Detalhes e Impactos da Proposta Aprovada
A PEC estabelece a redução da jornada de trabalho de 44 para 40 horas semanais, sem qualquer prejuízo salarial. Adicionalmente, garante duas folgas semanais, com uma preferencialmente aos domingos. As novas regras entrarão em vigor 60 dias após a promulgação da emenda.
O texto aprovado, de autoria do relator Leo Prates (Republicanos-BA), consolidou propostas anteriores: a PEC 221/19, do deputado Reginaldo Lopes (PT-MG), que previa 36 horas semanais após 10 anos, e a PEC 8/25, da deputada Erika Hilton (Psol-SP), que propunha a escala 4×3 (quatro dias de trabalho e três de descanso) com limite de 36 horas após um ano.
Posicionamento da Liderança da Câmara e Acordo Político
O presidente da Câmara, Hugo Motta (Republicanos-PB), celebrou a aprovação como um "passo importante para uma mudança fundamental para os trabalhadores e trabalhadoras do país desde a Constituição de 1988." Ele ressaltou a condução do processo com "equilíbrio, responsabilidade e compromisso" com os brasileiros.
Motta destacou três pilares inegociáveis para a Casa e o governo federal: a redução da jornada para 40 horas semanais, a garantia de dois dias de descanso e a manutenção integral dos salários. A aprovação, segundo ele, "ficará registrada na história desta legislatura" e na trajetória de cada parlamentar.
A transição gradual da jornada foi incorporada após um acordo entre o governo e a presidência da Câmara dos Deputados.
Regras de Transição para a Nova Jornada
A implementação da nova jornada será faseada. Após 60 dias da promulgação, a jornada será reduzida de 44 para 42 horas semanais, adotando a escala de 5 dias de trabalho por 2 de descanso.

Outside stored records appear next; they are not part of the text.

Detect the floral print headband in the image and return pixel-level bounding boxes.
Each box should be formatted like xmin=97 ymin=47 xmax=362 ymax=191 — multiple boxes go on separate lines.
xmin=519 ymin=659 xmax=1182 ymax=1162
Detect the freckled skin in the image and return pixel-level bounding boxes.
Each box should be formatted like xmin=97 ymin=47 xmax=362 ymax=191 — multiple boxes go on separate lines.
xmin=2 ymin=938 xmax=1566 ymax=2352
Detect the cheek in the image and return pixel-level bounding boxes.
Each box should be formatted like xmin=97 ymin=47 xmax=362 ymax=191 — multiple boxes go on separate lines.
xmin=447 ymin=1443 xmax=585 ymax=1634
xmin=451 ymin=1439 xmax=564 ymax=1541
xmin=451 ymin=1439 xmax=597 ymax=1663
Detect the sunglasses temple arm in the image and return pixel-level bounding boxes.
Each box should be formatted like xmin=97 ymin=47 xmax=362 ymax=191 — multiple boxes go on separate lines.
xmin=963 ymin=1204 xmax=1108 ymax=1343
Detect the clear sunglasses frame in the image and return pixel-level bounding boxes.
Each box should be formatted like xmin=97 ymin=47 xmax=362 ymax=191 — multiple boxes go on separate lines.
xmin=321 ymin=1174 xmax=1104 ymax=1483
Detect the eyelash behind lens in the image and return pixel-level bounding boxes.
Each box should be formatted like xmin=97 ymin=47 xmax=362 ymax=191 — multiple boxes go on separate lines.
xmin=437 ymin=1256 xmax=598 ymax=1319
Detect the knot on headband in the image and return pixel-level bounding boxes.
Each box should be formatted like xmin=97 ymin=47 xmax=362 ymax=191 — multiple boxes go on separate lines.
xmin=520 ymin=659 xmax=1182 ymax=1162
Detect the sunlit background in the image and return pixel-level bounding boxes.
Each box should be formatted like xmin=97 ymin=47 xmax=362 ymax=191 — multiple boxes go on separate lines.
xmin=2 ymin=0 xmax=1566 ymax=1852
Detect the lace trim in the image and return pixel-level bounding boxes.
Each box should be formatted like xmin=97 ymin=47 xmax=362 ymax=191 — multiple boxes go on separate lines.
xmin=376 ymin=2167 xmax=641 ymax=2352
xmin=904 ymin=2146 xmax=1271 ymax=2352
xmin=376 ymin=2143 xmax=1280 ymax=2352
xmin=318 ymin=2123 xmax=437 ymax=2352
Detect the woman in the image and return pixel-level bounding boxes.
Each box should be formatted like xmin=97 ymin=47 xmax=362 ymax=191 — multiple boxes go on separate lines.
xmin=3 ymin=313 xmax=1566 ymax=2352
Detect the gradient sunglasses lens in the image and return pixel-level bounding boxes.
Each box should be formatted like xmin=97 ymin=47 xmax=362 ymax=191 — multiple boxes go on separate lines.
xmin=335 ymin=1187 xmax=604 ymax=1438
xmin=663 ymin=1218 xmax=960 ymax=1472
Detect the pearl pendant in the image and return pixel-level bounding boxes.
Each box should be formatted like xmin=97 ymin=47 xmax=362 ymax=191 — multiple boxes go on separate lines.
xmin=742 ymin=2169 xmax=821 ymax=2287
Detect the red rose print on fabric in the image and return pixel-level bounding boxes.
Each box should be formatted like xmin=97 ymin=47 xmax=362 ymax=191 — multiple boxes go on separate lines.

Doze meses após a entrada em vigor das 42 horas (totalizando 14 meses da promulgação), a jornada será finalmente ajustada para 40 horas semanais, mantendo a escala 5×2 e com um limite de 8 horas diárias de trabalho.
A proposta prevê a possibilidade de ampliação da duração diária do trabalho normal durante o período de redução da jornada, desde que seja realizada por meio de negociação em convenção ou acordo coletivo de trabalho.
Debates e Repercussões entre os Parlamentares
Antes da votação em plenário, a matéria foi aprovada por uma comissão especial, com 34 votos a favor e 4 contra. A inclusão na Ordem do Dia da Câmara resultou em celebração pela base governista e críticas da oposição.
Apoio e Perspectivas Favoráveis
O líder do governo na Câmara, Paulo Pimenta (PT-RS), comemorou a aprovação, afirmando que "faremos história mostrando em que lado nós estamos. Nós estamos do lado do povo mais sofrido.".
A deputada Dandara (PT-MG), que vivenciou a escala 6×1 como caixa de loja, descreveu a rotina desgastante e enfatizou que a redução proporcionará "tempo para os trabalhadores poderem viver.".
Alice Portugal (PCdoB-BA) salientou que a iniciativa representa uma antiga pauta de diversas centrais sindicais, classificando a aprovação como uma quebra de "cultura escravocrata, a visão colonialista, a visão racista.".
Críticas e Preocupações da Oposição
Em contrapartida, deputados da oposição manifestaram-se contra a redução da jornada de trabalho. Kim Kataguiri (Missão-SP) argumentou que a proposta não melhorará a vida do trabalhador.
Sérgio Turra (PP-RS) qualificou a proposta governamental como eleitoreira, ressaltando a importância de tratar o tema com seriedade em relação ao "futuro de um país e da dignidade dos trabalhadores.".